With regard to the katan, the Gemara relates that Rabbi Yehuda not only permits a child to read the Megilla for others, in fact he testified that when he was a child, he read the Megilla in the presence of Rabbi Tarfon and the elders of Lod. His fellow Sages did not accept this as proof that a child can read for others, arguing that they do not accept proof from the story of a child. When Rabbi Yehuda HaNasi testified that as a child he read the Megilla for Rabbi Yehuda, his peers rejected this as any indication of normative practice, arguing that they do not accept proof from the activity of the person who himself was the one who permitted this behavior.

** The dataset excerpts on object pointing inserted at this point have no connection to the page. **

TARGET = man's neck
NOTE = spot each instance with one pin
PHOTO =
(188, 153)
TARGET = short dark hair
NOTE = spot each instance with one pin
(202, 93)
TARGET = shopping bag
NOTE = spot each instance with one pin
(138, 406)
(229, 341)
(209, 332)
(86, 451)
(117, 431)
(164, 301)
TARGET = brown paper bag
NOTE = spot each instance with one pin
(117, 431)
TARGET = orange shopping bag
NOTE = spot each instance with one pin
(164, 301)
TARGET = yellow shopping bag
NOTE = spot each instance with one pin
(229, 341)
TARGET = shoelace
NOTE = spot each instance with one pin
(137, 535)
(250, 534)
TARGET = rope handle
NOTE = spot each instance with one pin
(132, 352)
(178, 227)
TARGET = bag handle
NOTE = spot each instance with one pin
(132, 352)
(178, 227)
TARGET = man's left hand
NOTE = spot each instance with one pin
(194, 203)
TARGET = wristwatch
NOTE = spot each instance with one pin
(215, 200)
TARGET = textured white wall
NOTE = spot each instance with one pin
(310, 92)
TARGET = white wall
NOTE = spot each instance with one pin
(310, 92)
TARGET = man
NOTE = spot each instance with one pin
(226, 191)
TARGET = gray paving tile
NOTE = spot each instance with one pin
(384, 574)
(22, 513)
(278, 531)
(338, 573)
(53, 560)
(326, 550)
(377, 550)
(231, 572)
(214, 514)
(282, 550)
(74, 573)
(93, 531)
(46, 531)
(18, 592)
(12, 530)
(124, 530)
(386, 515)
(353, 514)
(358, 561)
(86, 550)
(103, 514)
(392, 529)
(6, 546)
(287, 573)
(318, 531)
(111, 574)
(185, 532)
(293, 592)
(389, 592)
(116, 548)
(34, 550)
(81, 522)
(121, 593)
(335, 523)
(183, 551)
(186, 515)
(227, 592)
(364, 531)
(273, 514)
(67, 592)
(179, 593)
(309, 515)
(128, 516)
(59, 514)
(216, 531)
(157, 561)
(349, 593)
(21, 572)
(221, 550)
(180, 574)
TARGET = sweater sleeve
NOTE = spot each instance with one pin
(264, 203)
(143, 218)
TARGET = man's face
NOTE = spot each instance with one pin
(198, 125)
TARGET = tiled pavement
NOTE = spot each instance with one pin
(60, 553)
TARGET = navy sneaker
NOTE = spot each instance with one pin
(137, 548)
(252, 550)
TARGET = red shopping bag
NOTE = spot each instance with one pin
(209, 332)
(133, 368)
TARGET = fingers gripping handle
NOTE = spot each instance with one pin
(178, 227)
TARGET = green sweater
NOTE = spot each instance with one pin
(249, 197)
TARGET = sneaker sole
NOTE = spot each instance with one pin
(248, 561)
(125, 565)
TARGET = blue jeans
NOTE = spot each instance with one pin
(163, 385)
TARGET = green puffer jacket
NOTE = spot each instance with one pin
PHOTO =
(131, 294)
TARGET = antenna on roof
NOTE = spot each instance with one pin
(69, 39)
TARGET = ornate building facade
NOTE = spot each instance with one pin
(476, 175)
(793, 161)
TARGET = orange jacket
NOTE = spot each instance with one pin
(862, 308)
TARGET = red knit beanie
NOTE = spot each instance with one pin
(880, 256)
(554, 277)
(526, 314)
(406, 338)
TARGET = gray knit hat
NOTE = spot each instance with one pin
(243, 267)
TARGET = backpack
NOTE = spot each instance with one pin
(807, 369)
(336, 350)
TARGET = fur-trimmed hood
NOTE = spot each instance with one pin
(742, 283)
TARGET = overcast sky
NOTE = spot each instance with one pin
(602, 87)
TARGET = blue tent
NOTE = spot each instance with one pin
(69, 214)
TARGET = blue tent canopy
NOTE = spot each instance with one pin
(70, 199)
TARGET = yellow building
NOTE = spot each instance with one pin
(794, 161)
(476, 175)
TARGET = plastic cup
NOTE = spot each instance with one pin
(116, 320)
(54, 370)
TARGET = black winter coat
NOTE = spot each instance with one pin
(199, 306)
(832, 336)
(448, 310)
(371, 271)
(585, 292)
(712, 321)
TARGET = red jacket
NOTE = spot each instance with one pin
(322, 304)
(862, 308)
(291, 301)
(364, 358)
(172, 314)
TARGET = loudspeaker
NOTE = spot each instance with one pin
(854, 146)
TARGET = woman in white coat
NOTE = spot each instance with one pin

In truth, when dealing with issues of a Rabbinic nature – and keri’at Megilla certainly falls into that category – then we do accept the testimony of an adult who relates what he saw or experienced as a child. The Rid explains that keri’at Megilla is an exception, since it is a public reading from TaNaKH it is given the severity and significance of a Biblical law. The Birkei Yosef argues that this rule does not apply in our case, since we can only trust a childhood memory of a specific, clearly defined occurrence. In our case, Rabbi Yehuda merely reminisced about his reading the Megilla before Rabbi Tarfon and other Sages. That testimony does not clearly indicate that those Sages accepted the reading as valid – perhaps they listened to another rendition of the Megilla beforehand or afterwards.